Servidor (animado): Pronto,
Dona Maria, já estou de volta. O que a senhora deseja é um discriminativo de
crédito onde consta o valor de integral de seu benefício, seus empréstimos
consignados e o valor líquido que recebe a fim de garantir a gratuidade de
passagens de ônibus intermunicipais e interestaduais, não é mesmo?
Dona Maria (um pouco
impaciente): É, moço, deve ser isso mesmo.
Servidor (com ar de triunfo):
Um minuto, um minuto que já lhe entrego.
Segundo ato – Pensão por morte
Servidor: Bom dia, Dona Luzia,
a senhora veio dar entrada na pensão?
Dona Luzia (suspirando): Vim
sim, meu filho.
Servidor: E quem foi que
morreu, minha senhora?
Dona Luzia: O Berico, meu
velho.
Servidor: Seu esposo?
Dona Luzia: É.
Servidor: Então eu vou precisar da certidão de casamento, de
óbito e a identidade e CPF de vocês dois.
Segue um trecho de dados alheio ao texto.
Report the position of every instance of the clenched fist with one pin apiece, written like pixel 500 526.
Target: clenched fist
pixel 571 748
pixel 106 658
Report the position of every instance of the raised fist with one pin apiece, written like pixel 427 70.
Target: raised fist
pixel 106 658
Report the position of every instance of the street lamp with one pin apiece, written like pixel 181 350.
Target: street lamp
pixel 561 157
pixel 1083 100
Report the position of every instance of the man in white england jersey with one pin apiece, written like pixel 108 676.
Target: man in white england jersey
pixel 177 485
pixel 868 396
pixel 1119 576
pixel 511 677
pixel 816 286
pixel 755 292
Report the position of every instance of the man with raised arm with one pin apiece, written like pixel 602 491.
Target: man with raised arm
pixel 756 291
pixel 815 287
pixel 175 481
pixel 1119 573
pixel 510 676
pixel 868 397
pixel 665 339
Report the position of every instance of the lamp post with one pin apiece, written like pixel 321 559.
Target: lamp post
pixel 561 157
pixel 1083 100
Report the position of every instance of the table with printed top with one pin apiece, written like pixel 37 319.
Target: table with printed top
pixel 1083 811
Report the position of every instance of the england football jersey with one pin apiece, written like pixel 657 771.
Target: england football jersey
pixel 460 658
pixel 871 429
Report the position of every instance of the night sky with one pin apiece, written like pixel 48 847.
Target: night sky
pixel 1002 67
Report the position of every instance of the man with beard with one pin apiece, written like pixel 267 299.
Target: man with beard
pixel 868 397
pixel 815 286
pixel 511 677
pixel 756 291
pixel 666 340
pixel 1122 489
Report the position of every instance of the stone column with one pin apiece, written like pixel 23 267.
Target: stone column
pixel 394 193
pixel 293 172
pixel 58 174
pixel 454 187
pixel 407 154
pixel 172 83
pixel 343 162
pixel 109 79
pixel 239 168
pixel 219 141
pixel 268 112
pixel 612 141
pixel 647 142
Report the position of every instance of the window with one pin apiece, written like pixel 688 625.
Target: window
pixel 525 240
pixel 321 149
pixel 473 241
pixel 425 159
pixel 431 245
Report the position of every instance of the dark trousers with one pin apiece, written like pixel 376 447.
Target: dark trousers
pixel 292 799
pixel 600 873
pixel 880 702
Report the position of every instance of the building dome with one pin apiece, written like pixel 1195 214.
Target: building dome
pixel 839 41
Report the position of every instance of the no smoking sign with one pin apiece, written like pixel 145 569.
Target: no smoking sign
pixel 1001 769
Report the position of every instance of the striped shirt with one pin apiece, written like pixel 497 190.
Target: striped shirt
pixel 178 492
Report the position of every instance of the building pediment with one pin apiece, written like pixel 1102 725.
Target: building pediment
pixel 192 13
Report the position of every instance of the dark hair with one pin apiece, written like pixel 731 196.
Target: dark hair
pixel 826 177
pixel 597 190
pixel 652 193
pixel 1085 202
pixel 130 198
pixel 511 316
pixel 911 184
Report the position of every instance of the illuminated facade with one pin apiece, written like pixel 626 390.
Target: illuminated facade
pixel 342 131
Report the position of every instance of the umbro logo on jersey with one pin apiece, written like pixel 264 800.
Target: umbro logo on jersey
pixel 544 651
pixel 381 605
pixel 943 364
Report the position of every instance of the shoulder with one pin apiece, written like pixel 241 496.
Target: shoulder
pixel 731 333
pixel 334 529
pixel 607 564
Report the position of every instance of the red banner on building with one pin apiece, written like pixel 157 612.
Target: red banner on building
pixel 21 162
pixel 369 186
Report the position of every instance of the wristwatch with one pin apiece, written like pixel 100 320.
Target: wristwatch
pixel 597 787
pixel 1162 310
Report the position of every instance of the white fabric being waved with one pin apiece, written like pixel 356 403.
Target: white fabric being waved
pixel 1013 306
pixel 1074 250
Dona Luzia (mostrando a papelada): Tá tudo aqui, ó.
Servidor (examinando a certidão de casamento): Aqui na
certidão de casamento diz Luiza e não Luzia.
Dona Luzia: É, é a
Luiza, aquela sirigaita.
Servidor: Então o Seu Alberico
não era casado com a senhora?
Dona Luzia: Foi também. Nós
casamos em 1956, depois ele largou de mim, eu larguei dele, porque ele era
muito sem-vergonha. Aí eu conheci o Albertino e fui morar com ele. Berico foi
viver com a Luzineide. Daí a Luzineide morreu e eu me separei do
Albertino e voltei a viver com o Berico. Mas ele era muito do
sem-vergonha mesmo e andou de assanhamento com a Luzimara, daí eu pedi
desquite, não aguentei mais aquele velho assanhado, que não podia ver uma barra de saia. Daí eu conheci o Albino, o
Alberto, o Albertone e uns outros que eu já nem me lembro mais o nome nem a
ordem de chegada. Tudo isso pra esquecer o sem-vergonha do Berico. Daí o Berico
se casou com a sirigaita de Luiza. Acho que fez até de propósito, por causa do
nome. Aí ele ficou doente e a Luiza foi embora e eu voltei a morar com ele.
Servidor: Bom, se a senhora não
estava atualmente casada com o Seu Alberico, devido à anterior separação
judicial, vai ter que comprovar a união estável. O que a senhora pode
apresentar para provar que estava morando com o falecido?
Dona Luzia (pondo,
orgulhosamente, uma guimba de cigarro sobre a mesa): O primeiro cigarro que nós
fumamos juntos, em 1955. Olha só, tem até a marca do batom.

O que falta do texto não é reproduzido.